Google Fiber is still barely a blip on the internet landscape, but it's shaken up the largely stagnant world of wired broadband. Not long after Google announced that its gigabit internet service would be coming to Austin, Texas, AT&T has followed up with its own announcement: it intends to build a competing high-speed fiber optic network that could also reach gigabit speeds. AT&T says the expansion is part of a larger operation called Project VIP, a long-term upgrade program from 2012 that largely involves building out LTE and expanding the reach of its current broadband offerings.

This isn't the first time AT&T has tried to follow in Google's footsteps. When the first Fiber markets launched in Kansas City, AT&T and Time Warner started talks with city officials, trying to reach a "parity agreement" that would give them the same incentives Google got for building ultra-fast internet. The Austin expansion is no different. "AT&T's expanded fiber plans in Austin anticipate it will be granted the same terms and conditions as Google," it says in a statement, "on issues such as geographic scope of offerings, rights of way, permitting, state licenses, and any investment incentives." There's certainly a consumer competition aspect at play here, but this announcement is likely also spurred by the simple desire not to lose out on any perks now that Google has paved the way.

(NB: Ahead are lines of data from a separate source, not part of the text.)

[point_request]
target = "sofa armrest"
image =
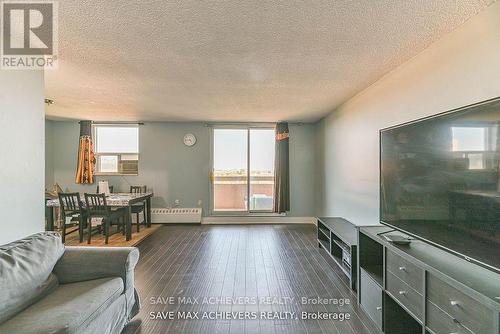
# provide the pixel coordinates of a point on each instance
(86, 263)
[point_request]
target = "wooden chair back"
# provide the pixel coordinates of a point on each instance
(70, 204)
(137, 189)
(96, 205)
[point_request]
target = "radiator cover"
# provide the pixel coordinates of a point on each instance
(175, 215)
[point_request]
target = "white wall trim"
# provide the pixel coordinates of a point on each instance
(257, 220)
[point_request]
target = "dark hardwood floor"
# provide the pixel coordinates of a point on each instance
(254, 261)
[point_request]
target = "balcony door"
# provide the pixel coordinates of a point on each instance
(242, 170)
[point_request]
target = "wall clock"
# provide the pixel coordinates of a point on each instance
(189, 139)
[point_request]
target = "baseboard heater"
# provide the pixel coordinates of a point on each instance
(175, 215)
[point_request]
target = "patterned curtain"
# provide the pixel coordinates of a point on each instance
(281, 170)
(86, 160)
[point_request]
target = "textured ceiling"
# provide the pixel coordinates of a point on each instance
(194, 60)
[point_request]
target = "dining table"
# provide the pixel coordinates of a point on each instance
(116, 200)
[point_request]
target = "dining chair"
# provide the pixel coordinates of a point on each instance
(139, 207)
(110, 189)
(98, 208)
(72, 214)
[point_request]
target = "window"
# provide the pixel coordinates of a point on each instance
(116, 149)
(243, 170)
(476, 145)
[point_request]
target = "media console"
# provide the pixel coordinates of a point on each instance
(419, 288)
(339, 238)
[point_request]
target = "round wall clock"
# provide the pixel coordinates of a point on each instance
(189, 139)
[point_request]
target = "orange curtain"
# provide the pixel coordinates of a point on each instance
(86, 159)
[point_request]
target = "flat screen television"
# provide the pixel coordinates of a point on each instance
(440, 181)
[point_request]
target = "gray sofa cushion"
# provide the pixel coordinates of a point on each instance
(73, 308)
(26, 271)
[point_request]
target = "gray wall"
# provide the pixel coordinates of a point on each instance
(21, 154)
(175, 171)
(461, 68)
(49, 155)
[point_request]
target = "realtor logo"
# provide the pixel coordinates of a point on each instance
(29, 35)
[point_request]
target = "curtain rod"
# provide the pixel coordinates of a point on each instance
(209, 124)
(117, 123)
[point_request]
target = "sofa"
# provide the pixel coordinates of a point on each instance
(49, 288)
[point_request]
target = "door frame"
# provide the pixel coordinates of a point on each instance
(235, 126)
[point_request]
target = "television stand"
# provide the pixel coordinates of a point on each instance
(422, 289)
(338, 237)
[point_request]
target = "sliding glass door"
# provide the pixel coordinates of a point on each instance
(242, 170)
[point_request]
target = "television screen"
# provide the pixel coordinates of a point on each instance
(440, 180)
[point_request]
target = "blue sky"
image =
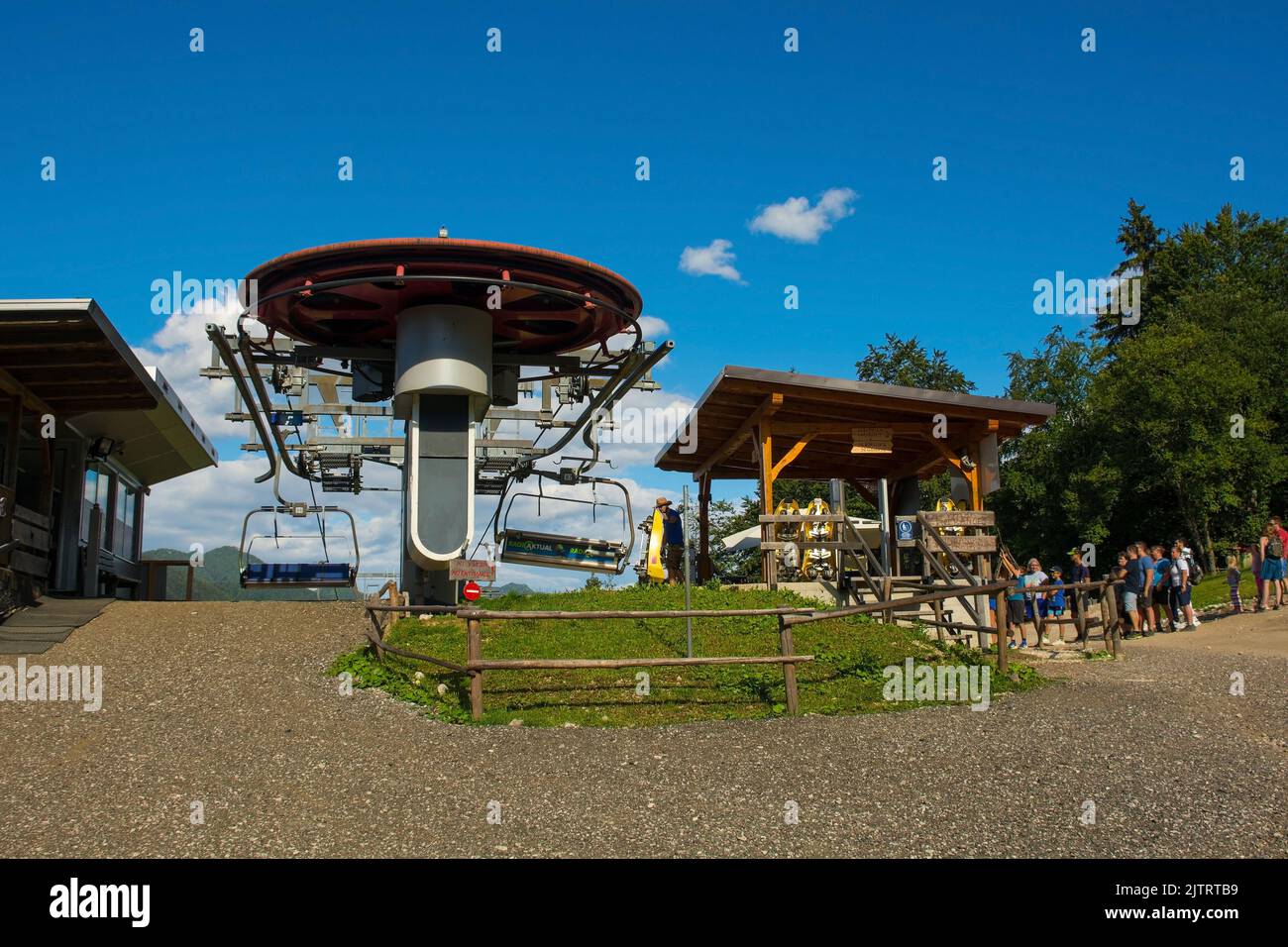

Competition for high-speed internet is an unmitigated good, but AT&T has a long ways to go before it's a viable Fiber alternative. The company's U-verse service currently advertises download speeds of 24Mbps compared to Google's 1000Mbps, and its competitor Time Warner has warned that consumers simply don't want gigabit networks. AT&T hasn't announced any kind of timeline, and current customers in Austin probably shouldn't get their hopes up yet.